Réalisé par Mahamane Sabo Bachir
Classée au deuxième rang des activités criminelles, les plus génératrices de revenus à l’échelle internationale, la traite des personnes est appréhendée comme ‘’ toute opération qui vise à recruter, transporter, transférer, héberger ou accueillir des personnes, par la menace de recours ou le recours à la force ou d’autres formes de contraintes, par l’enlèvement, fraude, tromperie, abus d’autorités ou d’une situation de vulnérabilité ou par l’offre de l’acceptation de paiement d’avantage pour obtenir le consentement d’une personne ayant une autorité sur une autre aux fins d’exploitation’’ .
Au Niger, cette activité liberticide et carrément contradictoire aux principes des droits humains est formellement interdite. Pour rendre effective son éradication, l’Etat du Niger a créé L’Agence Nationale de Lutte contre la Traite des Personnes (ANLTP), dont la mission était, dans un premier temps la lutte contre la traite des personnes, avant de s’élargir à la lutte contre le trafic illicite des migrants.
Pour mieux comprendre la situation actuelle de la traite des personnes au Niger, une équipe de l’Agence Nigérienne de Presse (ANP) s’est entretenue avec la Directrice Générale de l’ANLTP, Mme Gozé Maimouna Gazobi.
« Le Niger est l’un des premiers pays à adopter des textes sur la lutte contre le trafic des personnes » déclare à l’ANP Mme Gozé Maimouna Gazobi.
1. question : Bonjour Madame, l’Agence Nationale de Lutte contre la Traite des Personnes (ANLTP), dont vous êtes l’actuelle Directrice Générale, a été créée par l’Etat du Niger pour lutter contre la traite des personnes sur l’ensemble du territoire national. Dites-nous Mme, pourquoi le Niger fait de la lutte contre la traite des personnes une affaire prioritaire?

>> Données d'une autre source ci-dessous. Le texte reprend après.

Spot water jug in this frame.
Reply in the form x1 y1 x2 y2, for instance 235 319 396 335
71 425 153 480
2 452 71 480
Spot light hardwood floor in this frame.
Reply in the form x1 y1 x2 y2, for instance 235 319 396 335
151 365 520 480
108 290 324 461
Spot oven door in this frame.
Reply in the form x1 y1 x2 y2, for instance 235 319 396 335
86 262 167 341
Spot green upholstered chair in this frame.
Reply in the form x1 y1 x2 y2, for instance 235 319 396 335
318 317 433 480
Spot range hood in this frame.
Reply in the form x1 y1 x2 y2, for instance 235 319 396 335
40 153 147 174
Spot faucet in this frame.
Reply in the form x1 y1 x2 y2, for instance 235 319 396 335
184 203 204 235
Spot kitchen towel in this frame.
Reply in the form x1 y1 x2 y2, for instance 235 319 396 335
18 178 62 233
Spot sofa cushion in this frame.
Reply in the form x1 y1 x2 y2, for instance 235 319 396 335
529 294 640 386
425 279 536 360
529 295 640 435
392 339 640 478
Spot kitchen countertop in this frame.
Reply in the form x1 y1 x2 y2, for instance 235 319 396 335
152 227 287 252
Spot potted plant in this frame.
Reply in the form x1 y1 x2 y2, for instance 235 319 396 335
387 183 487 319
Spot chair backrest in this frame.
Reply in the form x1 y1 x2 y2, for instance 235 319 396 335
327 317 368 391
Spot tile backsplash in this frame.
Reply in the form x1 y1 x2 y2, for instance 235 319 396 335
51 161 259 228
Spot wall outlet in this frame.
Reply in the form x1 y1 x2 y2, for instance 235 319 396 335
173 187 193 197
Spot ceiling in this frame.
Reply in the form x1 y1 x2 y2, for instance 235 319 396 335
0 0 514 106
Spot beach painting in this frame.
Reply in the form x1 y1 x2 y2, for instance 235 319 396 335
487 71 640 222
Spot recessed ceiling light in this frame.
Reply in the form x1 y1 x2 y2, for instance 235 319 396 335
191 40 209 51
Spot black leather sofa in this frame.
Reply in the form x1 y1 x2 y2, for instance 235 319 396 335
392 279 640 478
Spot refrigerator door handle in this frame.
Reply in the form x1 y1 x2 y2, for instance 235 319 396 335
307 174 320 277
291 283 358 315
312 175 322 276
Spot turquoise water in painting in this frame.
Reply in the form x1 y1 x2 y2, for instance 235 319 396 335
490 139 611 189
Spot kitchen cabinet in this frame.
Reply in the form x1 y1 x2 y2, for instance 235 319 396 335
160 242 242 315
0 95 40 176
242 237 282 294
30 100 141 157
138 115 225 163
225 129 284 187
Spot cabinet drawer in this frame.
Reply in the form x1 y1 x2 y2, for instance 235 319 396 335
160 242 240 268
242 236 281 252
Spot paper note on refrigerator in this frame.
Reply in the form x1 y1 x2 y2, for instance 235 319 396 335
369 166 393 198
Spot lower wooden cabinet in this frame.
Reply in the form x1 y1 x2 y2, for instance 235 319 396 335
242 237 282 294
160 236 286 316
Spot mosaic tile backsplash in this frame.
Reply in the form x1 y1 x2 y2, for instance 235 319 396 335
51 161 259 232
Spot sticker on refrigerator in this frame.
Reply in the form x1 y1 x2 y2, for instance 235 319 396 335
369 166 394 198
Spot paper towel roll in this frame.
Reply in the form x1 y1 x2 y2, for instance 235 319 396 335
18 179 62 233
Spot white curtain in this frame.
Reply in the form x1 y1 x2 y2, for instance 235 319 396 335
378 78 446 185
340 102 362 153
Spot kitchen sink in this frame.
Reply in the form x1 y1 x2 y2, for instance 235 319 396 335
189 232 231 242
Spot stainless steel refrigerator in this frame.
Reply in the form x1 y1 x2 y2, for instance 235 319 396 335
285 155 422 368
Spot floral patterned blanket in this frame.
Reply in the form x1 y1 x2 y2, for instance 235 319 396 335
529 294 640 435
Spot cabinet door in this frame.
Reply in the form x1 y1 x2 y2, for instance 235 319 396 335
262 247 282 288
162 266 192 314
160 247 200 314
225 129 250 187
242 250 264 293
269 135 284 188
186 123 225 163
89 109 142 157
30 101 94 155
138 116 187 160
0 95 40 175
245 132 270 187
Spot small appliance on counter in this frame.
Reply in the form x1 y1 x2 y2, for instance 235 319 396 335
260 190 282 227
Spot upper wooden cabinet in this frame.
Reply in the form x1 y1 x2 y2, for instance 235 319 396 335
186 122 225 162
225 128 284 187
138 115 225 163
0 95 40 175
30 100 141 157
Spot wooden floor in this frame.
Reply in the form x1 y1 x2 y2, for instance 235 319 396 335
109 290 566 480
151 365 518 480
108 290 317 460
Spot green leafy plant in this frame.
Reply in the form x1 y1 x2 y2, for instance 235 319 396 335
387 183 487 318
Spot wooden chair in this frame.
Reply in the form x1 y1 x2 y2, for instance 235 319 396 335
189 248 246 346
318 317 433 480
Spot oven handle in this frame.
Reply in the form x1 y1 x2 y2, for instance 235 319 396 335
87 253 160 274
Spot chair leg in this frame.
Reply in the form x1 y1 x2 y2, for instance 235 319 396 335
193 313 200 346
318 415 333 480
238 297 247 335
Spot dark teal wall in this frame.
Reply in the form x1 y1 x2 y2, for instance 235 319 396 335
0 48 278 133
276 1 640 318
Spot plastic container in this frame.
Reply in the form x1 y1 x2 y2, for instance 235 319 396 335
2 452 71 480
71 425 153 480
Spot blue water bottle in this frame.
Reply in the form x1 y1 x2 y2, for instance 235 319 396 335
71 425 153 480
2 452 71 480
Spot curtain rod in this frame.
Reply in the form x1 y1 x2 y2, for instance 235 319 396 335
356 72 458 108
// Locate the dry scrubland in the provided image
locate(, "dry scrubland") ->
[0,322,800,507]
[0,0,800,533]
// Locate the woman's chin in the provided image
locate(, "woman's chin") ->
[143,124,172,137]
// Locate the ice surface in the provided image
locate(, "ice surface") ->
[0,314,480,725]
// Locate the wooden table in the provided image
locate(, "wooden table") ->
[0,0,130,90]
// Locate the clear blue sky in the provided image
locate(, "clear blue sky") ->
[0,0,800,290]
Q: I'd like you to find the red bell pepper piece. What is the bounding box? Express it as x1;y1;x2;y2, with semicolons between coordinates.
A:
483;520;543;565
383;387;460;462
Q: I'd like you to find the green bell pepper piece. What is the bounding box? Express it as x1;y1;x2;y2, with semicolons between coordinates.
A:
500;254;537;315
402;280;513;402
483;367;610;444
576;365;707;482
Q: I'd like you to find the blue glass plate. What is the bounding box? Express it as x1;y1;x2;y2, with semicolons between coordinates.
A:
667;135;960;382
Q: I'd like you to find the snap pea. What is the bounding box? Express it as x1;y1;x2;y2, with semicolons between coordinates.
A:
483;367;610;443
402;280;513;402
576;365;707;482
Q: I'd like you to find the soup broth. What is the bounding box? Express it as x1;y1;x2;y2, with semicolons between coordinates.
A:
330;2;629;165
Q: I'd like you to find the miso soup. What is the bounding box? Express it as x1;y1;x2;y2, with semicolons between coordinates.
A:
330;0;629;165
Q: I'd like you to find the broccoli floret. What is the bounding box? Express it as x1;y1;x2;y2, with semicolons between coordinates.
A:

La traite des personnes constitue une préoccupation mondiale sur laquelle la communauté internationale se penche depuis des nombreuses années. A titre illustratif, le rapport 2012 des Nations Unies sur la criminalité organisée, la classe comme la deuxième infraction qui génère le plus de profit en termes de retombées financière. Selon ce rapport la traite des personnes rapporte plus de 19 000 milliards de FCFA (par an) aux trafiquants.
Dans ses diverses formes et manifestations, la traite des personnes, constitue une pratique qui porte atteinte aux principes qui sou tendent les droits humains, elle dévalorise le reflet de la société, elle se heurte aux valeurs constitutionnelles de la république et enfin elle dépossède ses victimes de leurs droits les plus élémentaires.
Alors que l’article 11 de notre constitution dispose que « la personne humaine est sacrée. L’Etat a l’obligation absolue de la respecter et de la protéger », les trafiquants font de l’être humain un fond de commerce qui leur rapporte bénéfices et dividendes.
C’est la raison pour laquelle les autorités nigériennes font de la lutte contre la traite des personnes une priorité gouvernementale.En effet, nonobstant le caractère sensible du phénomène, vu sous l’angle de la religion et de la tradition la nécessité de mettre les moyens juridiques et institutionnels adéquats à la disposition des différents services et structures de la société fut l’option du gouvernement. C’est donc dans cet état d’esprit que fut adoptée l’ordonnance n°2010-086 du 16 Décembre 2010 relative à la lutte contre la traite des personnes. L’objectif de cette ordonnance est de favoriser une meilleure prise en charge des victimes mais également de punir ceux qui vivent de la misère humaine avec une exceptionnelle sévérité.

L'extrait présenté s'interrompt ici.